As a method of driving the panel, a subfield method, that is, a method of dividing one field period into a plurality of subfields and then performing gradation display by a combination of subfields to emit light is common. Here, each subfield has an initialization period, a writing period, and a sustaining period.

In the initialization period, the initialization discharges are simultaneously performed in all the discharge cells, thereby erasing the history of the wall charges for each discharge cell before it, and also forming the wall charges necessary for the subsequent write operation. In addition, it has a function of generating a priming (initiator for excitation = excited particles for discharging) to stably generate the write discharge by reducing the discharge delay. In the write period, the scan pulse voltage is sequentially applied to the scan electrode, and the write pulse voltage corresponding to the image signal to be displayed is applied to the data electrode to selectively generate a write discharge between the scan electrode and the data electrode, Selective wall charge formation. In the subsequent sustain period, a predetermined number of sustain pulse voltages are applied between the scan electrode and the sustain electrode to selectively discharge and discharge the discharge cells that have formed wall charges by write discharge.

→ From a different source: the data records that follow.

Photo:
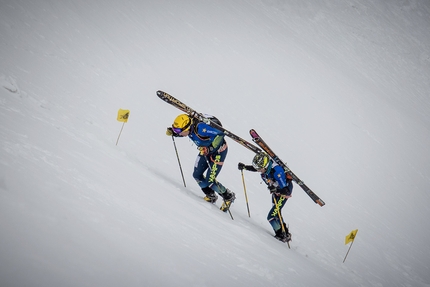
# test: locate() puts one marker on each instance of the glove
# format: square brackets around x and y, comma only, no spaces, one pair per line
[204,150]
[170,133]
[272,189]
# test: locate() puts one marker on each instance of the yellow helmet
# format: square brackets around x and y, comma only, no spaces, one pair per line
[181,123]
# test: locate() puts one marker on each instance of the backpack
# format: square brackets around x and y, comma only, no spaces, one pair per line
[213,118]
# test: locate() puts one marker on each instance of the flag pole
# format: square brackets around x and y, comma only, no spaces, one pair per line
[348,251]
[120,133]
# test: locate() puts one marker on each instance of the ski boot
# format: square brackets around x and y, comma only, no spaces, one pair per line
[229,198]
[284,236]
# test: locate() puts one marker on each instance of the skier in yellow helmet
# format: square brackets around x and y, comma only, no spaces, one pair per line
[212,153]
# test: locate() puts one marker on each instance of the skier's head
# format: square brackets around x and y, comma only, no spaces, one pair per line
[181,123]
[261,160]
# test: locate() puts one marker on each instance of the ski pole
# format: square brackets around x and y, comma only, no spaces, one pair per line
[179,162]
[279,213]
[216,182]
[246,196]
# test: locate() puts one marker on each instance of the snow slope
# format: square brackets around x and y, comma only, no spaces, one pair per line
[339,89]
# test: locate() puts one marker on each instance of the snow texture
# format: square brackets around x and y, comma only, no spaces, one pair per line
[338,88]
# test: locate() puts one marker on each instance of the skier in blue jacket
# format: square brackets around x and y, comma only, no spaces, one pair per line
[212,153]
[280,186]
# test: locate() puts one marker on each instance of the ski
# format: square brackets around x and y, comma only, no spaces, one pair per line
[262,144]
[191,112]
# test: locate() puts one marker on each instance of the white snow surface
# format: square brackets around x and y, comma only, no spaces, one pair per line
[338,88]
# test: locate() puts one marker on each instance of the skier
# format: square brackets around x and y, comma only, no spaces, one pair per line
[212,153]
[280,186]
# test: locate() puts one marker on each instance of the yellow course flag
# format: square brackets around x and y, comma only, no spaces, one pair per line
[350,237]
[123,115]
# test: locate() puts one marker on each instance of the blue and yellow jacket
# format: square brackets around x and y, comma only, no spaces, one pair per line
[204,135]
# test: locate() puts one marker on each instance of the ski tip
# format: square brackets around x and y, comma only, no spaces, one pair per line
[320,202]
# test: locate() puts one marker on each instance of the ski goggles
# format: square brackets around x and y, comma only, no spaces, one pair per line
[177,130]
[180,130]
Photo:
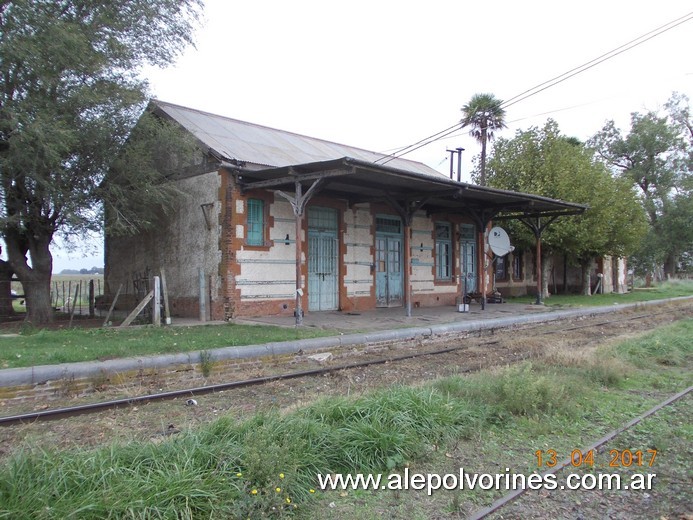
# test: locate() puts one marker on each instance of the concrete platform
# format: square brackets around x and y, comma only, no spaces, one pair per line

In this manner, it is important to reliably execute selective write discharge in the write period in order to display the image accurately. However, there are many factors that increase the discharge delay with respect to the write discharge, such as the fact that a high voltage is not used for the write pulse voltage due to the limitation in the circuit configuration, and that the phosphor layer formed on the data electrode makes it difficult to discharge. Therefore, priming for stably generating address discharge becomes very important.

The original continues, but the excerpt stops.